Asteroid Steins’ hidden gems
ESA’s Rosetta spacecraft snapped images of asteroid Steins as it flew by the diamond-shaped asteroid on 5 September 2008, revealing a tiny world with a big history of collisions.
The images were taken by Rosetta’s Wide Angle Camera as the spacecraft flew within 800 km of the 5 km-wide asteroid, and later processed by amateur astronomer Ted Stryk to produce the image presented here.
By emphasising the shadows, the processing reveals high-contrast features, such as bright crater rims against their dark, shadowed interiors. However, this technique can also create some artifacts, such as the illusion of boulders protruding from the surface, that are not present in the raw data.
One striking feature is the gaping hole at the south pole (top in this image) of Steins – its largest impact crater at about 2 km wide and nearly 300 m deep. This crater is named ‘Diamond’ following the gem nomenclature chosen after the asteroid’s overall shape earned it the nickname ‘diamond in the sky’.

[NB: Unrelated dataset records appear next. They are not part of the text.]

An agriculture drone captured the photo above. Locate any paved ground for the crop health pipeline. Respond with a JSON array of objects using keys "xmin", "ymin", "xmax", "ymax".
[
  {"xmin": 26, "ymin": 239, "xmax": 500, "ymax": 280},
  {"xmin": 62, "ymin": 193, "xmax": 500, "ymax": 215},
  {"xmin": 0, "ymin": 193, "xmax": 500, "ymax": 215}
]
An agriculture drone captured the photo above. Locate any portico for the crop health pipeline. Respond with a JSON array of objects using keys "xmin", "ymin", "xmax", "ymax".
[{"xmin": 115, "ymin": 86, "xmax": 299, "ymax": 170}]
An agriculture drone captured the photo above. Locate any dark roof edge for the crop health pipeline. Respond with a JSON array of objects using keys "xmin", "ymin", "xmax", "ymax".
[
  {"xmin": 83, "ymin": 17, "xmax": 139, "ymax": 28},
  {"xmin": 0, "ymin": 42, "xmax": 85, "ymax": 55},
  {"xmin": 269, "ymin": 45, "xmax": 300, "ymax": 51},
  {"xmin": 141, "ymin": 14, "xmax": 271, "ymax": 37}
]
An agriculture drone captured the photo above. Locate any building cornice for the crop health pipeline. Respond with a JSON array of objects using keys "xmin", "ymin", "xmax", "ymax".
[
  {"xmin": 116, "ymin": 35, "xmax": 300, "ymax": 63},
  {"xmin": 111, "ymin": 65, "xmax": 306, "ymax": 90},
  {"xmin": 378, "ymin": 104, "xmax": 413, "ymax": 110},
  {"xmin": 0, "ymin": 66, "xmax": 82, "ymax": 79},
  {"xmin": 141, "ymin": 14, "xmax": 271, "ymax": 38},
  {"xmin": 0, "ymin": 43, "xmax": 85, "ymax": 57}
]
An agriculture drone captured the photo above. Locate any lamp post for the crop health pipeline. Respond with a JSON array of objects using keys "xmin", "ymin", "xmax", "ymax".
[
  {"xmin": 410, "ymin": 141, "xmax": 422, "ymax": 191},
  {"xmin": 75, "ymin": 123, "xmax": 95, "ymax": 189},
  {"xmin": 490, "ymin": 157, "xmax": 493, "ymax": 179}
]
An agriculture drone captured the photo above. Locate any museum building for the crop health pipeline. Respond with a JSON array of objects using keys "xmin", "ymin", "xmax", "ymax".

The circular crater in the centre of the asteroid as seen in this viewing angle is called Topaz and is about 650 m wide and 80 m deep.
A chain of several craters can be seen stretching from the asteroid’s north pole (bottom in this image) right up to Diamond crater.
So far, around 40 craters have been found, but the imposing Diamond crater likely influenced the appearance of the entire asteroid because the debris thrown out from this dramatic collision would have scattered over the surface, imprinting over other, older craters.
Rosetta has since passed by asteroid Lutetia in July 2010 and is now in deep-space hibernation. It will wake up on 20 January 2014 and rendezvous with comet 67P/Churyumov–Gerasimenko in May 2014. A few months later, its Philae probe will separate to make the first controlled landing on a comet.